Stain a soap failed to remove

January 7, 2016 12:58
3 min read

Soap operas - so-called because the earliest were sponsored by American detergent manufacturers - have become part of the staple television diet. Since the advent of "reality television", the soaps appear to have lost something of their lustre. But they are still extremely popular, dealing as they do, albeit in a fictional way, with issues to which millions of viewers can relate.

I find soaps predictable, therefore boring, and too often verging on the pantomime. But please don't think I'm being snobbish. I know plenty of academics - and plenty of Jews - who are soap addicts, and proud of it. I'm just not one of them. So I owe it to a colleague (a professor, no less) that I was last week made aware of an episode of EastEnders shown on BBC1 on December 24.

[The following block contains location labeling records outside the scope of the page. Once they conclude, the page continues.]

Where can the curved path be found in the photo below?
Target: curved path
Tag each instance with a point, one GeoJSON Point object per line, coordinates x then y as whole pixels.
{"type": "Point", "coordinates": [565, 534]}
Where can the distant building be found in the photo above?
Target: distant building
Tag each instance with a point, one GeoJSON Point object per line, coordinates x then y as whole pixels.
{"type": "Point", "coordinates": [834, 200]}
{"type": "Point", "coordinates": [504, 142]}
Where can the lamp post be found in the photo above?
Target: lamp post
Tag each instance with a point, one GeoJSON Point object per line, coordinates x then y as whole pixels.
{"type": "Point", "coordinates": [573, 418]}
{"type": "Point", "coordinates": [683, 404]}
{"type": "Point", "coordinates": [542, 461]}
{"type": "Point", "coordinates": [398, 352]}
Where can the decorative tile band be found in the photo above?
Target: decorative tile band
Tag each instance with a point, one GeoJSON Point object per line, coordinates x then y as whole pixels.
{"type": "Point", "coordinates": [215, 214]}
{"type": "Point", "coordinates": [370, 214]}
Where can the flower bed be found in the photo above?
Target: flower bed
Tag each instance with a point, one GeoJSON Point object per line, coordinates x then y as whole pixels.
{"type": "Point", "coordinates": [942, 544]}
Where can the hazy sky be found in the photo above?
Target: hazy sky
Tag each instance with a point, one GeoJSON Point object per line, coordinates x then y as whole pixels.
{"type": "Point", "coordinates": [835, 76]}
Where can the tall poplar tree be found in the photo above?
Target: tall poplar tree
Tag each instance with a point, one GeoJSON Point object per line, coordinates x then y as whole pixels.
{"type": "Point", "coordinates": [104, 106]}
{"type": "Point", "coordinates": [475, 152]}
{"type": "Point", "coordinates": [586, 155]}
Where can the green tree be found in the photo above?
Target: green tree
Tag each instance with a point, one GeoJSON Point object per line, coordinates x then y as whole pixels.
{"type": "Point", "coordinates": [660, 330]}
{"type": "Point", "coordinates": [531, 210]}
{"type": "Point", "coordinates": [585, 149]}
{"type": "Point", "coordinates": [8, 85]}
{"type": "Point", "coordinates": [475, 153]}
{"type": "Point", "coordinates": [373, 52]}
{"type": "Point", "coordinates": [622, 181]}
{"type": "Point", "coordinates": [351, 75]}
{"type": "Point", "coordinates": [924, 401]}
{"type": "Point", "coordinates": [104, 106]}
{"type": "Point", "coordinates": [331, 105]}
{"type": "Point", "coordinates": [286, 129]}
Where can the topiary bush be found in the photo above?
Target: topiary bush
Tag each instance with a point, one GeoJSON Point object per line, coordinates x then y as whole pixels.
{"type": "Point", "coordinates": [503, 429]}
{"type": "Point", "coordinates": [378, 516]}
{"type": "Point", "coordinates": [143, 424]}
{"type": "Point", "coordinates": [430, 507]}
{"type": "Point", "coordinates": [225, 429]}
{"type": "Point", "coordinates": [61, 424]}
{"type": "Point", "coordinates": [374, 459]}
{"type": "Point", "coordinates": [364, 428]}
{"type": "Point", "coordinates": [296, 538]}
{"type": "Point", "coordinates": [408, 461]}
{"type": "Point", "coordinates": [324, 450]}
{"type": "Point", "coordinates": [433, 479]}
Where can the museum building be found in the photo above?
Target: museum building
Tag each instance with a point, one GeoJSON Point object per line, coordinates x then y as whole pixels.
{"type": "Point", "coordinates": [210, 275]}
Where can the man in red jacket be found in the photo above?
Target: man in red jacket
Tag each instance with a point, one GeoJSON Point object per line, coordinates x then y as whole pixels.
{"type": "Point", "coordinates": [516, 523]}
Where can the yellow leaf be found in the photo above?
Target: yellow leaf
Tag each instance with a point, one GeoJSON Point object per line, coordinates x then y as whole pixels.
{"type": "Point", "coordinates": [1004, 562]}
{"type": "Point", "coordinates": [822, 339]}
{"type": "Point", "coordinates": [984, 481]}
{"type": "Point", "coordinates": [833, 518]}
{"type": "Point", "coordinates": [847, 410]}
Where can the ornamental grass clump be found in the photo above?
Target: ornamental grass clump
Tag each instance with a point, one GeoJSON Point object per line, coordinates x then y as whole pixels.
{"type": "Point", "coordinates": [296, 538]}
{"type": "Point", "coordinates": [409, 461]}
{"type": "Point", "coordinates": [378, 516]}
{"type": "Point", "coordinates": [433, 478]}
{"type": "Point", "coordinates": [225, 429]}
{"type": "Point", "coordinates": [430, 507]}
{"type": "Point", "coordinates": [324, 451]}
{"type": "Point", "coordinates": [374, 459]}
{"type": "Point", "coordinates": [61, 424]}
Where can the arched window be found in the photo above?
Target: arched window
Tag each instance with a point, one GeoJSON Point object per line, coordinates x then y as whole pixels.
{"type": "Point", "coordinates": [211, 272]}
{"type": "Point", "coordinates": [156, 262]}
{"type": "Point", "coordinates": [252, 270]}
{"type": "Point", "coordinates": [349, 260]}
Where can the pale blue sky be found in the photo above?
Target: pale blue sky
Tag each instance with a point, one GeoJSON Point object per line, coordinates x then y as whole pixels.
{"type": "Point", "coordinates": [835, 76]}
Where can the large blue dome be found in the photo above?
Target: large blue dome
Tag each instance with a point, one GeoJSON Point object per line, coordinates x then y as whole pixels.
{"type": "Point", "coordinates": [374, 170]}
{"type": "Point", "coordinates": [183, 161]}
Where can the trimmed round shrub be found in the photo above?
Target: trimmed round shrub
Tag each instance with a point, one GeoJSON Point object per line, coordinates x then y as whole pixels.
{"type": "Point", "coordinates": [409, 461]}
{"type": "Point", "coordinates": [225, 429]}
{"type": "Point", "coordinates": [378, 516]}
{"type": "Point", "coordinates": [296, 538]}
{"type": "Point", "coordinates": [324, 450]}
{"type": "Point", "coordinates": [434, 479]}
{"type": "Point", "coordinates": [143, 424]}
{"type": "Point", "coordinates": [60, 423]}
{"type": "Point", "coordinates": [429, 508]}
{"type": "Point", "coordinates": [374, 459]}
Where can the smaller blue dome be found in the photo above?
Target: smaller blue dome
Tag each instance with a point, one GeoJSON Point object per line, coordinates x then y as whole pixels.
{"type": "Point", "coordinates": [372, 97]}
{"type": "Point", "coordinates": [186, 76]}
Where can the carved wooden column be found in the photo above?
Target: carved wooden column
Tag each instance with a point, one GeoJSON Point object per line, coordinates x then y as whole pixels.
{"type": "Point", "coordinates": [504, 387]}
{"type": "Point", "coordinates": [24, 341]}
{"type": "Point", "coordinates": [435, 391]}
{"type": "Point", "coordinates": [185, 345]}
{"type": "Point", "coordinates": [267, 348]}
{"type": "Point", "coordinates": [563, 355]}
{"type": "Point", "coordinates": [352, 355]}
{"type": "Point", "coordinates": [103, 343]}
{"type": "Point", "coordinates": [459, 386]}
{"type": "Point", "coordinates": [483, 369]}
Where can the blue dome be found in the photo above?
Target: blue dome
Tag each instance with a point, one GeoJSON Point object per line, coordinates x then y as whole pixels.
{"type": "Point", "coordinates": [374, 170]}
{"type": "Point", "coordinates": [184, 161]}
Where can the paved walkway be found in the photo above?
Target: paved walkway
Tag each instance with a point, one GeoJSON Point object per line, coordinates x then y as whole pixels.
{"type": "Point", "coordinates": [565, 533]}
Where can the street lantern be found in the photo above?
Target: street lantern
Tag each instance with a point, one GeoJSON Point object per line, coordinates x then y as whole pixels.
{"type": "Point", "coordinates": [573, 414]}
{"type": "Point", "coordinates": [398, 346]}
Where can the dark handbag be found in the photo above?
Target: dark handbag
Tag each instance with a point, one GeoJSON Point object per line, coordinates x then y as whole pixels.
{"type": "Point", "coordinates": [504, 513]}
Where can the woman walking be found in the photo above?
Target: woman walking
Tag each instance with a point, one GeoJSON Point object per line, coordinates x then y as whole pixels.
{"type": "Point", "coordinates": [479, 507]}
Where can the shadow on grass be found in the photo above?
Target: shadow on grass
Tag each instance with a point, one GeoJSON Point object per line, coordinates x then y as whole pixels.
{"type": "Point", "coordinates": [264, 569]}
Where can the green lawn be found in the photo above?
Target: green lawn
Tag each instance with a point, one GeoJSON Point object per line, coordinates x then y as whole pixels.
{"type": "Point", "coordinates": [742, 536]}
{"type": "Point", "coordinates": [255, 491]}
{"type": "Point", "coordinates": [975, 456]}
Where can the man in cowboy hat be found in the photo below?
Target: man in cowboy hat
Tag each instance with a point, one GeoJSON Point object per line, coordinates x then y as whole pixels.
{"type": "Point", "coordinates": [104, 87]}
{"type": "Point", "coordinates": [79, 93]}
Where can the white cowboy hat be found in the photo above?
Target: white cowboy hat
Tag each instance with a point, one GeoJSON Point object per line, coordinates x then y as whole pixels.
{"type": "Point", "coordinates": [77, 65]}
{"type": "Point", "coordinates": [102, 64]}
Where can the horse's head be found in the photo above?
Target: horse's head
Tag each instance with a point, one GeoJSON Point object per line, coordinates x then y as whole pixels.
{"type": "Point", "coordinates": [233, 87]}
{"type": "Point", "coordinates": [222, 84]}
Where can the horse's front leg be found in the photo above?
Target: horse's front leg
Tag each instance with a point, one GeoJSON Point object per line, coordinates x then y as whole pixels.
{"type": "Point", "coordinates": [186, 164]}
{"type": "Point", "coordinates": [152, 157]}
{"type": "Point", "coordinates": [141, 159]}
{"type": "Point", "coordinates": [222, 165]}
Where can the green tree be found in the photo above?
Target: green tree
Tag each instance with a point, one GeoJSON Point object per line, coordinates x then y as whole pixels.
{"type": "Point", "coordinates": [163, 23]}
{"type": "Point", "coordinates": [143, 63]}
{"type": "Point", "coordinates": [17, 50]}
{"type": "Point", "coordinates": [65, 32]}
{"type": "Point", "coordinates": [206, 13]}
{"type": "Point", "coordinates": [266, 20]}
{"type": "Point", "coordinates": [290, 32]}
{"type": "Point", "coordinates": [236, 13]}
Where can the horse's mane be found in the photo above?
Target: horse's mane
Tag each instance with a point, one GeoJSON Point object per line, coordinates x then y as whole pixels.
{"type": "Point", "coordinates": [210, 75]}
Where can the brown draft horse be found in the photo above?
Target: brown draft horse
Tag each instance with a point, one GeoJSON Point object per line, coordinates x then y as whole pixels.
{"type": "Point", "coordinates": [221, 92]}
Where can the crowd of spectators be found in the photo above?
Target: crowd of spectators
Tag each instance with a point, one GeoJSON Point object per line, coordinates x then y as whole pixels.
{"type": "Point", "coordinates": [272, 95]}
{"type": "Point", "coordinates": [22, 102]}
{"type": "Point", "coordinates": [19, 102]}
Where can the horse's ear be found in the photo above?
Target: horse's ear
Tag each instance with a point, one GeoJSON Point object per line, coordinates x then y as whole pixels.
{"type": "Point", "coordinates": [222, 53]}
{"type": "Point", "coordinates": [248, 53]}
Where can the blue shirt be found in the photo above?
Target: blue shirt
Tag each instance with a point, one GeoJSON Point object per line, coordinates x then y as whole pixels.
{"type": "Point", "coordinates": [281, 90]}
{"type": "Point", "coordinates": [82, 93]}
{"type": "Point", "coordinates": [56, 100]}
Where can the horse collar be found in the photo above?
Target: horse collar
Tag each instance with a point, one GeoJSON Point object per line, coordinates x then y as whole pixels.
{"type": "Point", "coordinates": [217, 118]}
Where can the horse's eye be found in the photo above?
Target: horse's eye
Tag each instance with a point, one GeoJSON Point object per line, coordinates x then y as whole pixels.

EastEnders (first aired almost 30 years ago) purports to tell the numerous and colourful tales of the multi-ethnic, multicultural communities living in and around Albert Square, positioned within Walford, a fictional borough located in London's East End. Not many Jews live in the East End now, and so it is hardly surprising that few episodes have focused on Jewish themes. But this one did - though I doubt that even those responsible for the script realised that this was the case.

This episode (available on BBC iPlayer) features a school nativity play. Two children take on the roles of Joseph and his wife, the very heavily pregnant Mary, trying to find somewhere to stay in Bethlehem. According to the Gospels of Luke and Matthew, and to the embellishments of various apocryphal texts, they were apparently refused admission to an inn, and had to make do with a stable, wherein Mary gave birth. But this was not the version retold in EastEnders.